Vox no es la primera cruz con la que debe cargar la democracia española, que lleva tiempo aguantando a Podemos y a los independentistas, dos rémoras de mucho cuidado para la buena marcha de las cosas (aunque ya sé que para otros las rémoras son los partidos constitucionalistas). Pero no creo que una respuesta histérica a las legiones de Abascal sea la respuesta más pertinente. No hace falta que Pablo Iglesias active la alerta antifascista. Ni que los indepes hagan correr una foto del mandamás de la banda besando la tumba de Franco, imagen que, aunque perfectamente verosímil, resulta que es falsa: en la original, Abascal está bebiendo agua de un río cristalino. Nos pongamos como nos pongamos, la extrema derecha ha llegado para quedarse, y alguna culpa tendremos los demás, ya que, como ha dicho sensatamente el amigo Errejón, no es posible que en Andalucía hayan brotado de repente 400.000 fascistas.

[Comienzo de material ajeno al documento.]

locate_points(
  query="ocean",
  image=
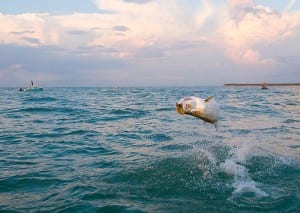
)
(128, 150)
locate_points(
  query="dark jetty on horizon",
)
(268, 84)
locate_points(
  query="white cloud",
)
(256, 27)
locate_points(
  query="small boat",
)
(264, 86)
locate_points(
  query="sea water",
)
(127, 150)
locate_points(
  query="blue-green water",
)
(127, 150)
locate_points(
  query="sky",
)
(149, 42)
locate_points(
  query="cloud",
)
(151, 40)
(255, 26)
(291, 4)
(120, 28)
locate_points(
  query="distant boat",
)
(264, 86)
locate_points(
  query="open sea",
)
(128, 150)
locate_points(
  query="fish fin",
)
(209, 98)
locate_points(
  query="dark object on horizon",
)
(269, 84)
(264, 86)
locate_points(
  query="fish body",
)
(206, 109)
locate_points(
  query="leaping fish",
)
(206, 109)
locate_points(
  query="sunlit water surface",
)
(127, 150)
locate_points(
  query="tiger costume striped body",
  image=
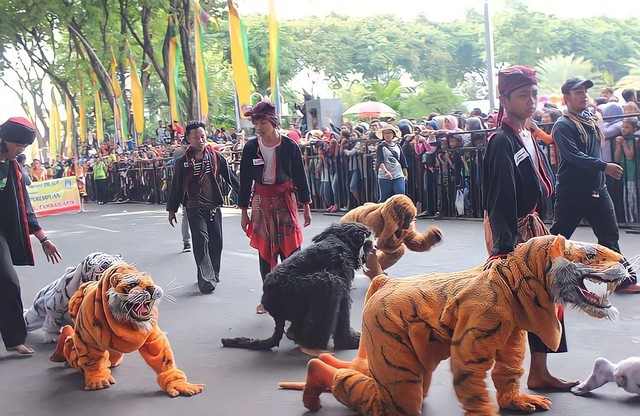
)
(477, 317)
(50, 309)
(117, 315)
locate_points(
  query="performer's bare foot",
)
(319, 378)
(58, 354)
(313, 352)
(21, 349)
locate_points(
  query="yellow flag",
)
(98, 109)
(68, 141)
(201, 77)
(82, 132)
(239, 60)
(54, 128)
(137, 100)
(114, 80)
(173, 69)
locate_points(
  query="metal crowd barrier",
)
(437, 192)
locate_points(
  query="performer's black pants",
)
(206, 236)
(12, 326)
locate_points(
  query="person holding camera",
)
(391, 163)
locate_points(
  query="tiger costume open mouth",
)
(588, 287)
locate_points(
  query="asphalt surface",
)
(240, 382)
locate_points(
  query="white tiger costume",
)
(50, 309)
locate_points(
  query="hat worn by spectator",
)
(18, 130)
(387, 127)
(575, 83)
(264, 110)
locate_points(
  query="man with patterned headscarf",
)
(18, 222)
(271, 169)
(516, 182)
(582, 190)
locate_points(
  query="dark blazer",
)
(289, 167)
(182, 172)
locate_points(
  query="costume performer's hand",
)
(244, 220)
(172, 218)
(306, 212)
(613, 170)
(51, 251)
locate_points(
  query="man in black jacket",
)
(17, 221)
(195, 185)
(516, 180)
(582, 190)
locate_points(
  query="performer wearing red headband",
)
(18, 221)
(272, 168)
(516, 184)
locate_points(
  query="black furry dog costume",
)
(311, 290)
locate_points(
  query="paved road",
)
(245, 382)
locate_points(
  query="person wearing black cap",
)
(581, 190)
(18, 221)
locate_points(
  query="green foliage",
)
(555, 70)
(431, 97)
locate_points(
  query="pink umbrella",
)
(370, 109)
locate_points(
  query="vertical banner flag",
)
(137, 100)
(239, 60)
(54, 128)
(274, 57)
(68, 132)
(82, 117)
(98, 109)
(200, 18)
(173, 69)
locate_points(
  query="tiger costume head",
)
(551, 270)
(92, 267)
(132, 296)
(398, 210)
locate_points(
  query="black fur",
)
(311, 290)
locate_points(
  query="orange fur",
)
(476, 317)
(100, 339)
(392, 223)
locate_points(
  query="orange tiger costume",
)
(115, 315)
(477, 317)
(392, 223)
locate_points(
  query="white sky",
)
(437, 10)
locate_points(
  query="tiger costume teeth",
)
(116, 315)
(478, 318)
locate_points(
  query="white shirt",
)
(269, 157)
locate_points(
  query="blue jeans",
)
(390, 187)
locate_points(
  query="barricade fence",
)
(445, 183)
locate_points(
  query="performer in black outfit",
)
(196, 186)
(582, 190)
(17, 221)
(515, 181)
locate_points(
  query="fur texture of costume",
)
(50, 309)
(626, 374)
(311, 290)
(478, 318)
(392, 224)
(113, 316)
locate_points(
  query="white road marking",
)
(100, 228)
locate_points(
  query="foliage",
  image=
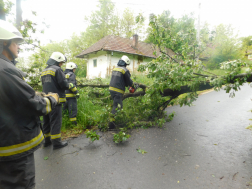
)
(246, 45)
(92, 135)
(5, 8)
(224, 46)
(121, 136)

De hecho, Vox y Podemos se parecen bastante más de lo que creen. Ambos son partidos rancios, viejunos, que parecen querer vivir en otra época. Pablemos y sus cuates están instalados permanentemente en la nostalgia por épocas que no vivieron: la revolución soviética --aquí hay que añadir un problema geográfico al temporal--, la guerra civil española, el mayo del 68, la Transición... Esta pandilla de bolcheviques de estar por casa --o por casoplón, en el caso del líder-- se dedica a descubrir la pólvora cada día y a echar pestes de todo lo que hicieron sus mayores para adecentar un poco el territorio. Creen que, aliados con los independentistas, llegarán antes a la república española, cuando lo que quieren los indepes es crear su propia república. Obsesionados con la monarquía y el derecho a decidir, han acabado contribuyendo al crecimiento de la banda de Abascal, cuyo programa político --por llamarlo de alguna manera-- es viejo a más no poder: regreso al nacionalcatolicismo; rojos y separatistas, al paredón; la mujer, la pata quebrada y en casa; los maricones, que se vayan preparando para la que se les viene encima, como las pérfidas abortistas; y así sucesivamente: ranciedumbres varias de las de toda la vida y patriotismo de chichinabo. Ambos partidos son, además, guerracivilistas, pues no ven la hora de que los españoles volvamos a liarnos a palos.

Muchos seríamos más felices en un país sin Podemos, Vox y los separatas, pero eso es lo que hay, San Joderse cayó en lunes y, como cantaba Sandro Giacobbe, lo siento mucho, la vida es así, no la he inventado yo. Ya tenemos a nuestro Salvini y a nuestro Melenchon (y a Rufián, que no tiene parangón en todo el continente). Preferiríamos no tenerlos, pero aquí están y hay que encajarlos con resignación. No podemos demonizarlos como ellos hacen con los partidos constitucionalistas --corresponsables también de su aparición: el PP con sus corruptelas, el PSOE con su progresivo abandono de la socialdemocracia, los posconvergentes con sus chaladuras anacrónicas--, ninguno de los cuales está en condiciones de decirle a Rivera que no se atreva a pactar con Abascal --especialmente el PSOE, que sobrevive gracias a Podemos y los separatas--, como también le pide Manuel Valls, viendo peligrar la posibilidad de llegar a alcalde de Barcelona.

No hay que demonizar a Vox ni tampoco ignorarlo. La ola de extrema derecha que sacude Europa ha llegado a nuestras costas. Se trata de reducirlos a la marginalidad, como se intenta en Francia o Alemania, y esperar a que incurran en alguna ilegalidad que les cueste cara. De momento, hay que apechugar con ellos --y con Podemos, y con los indepes-- hasta poder desactivarlos. Sin recurrir a la alarma antifascista, sin trucar fotos y sin hacer el histérico: bastante gritan ya los condenados.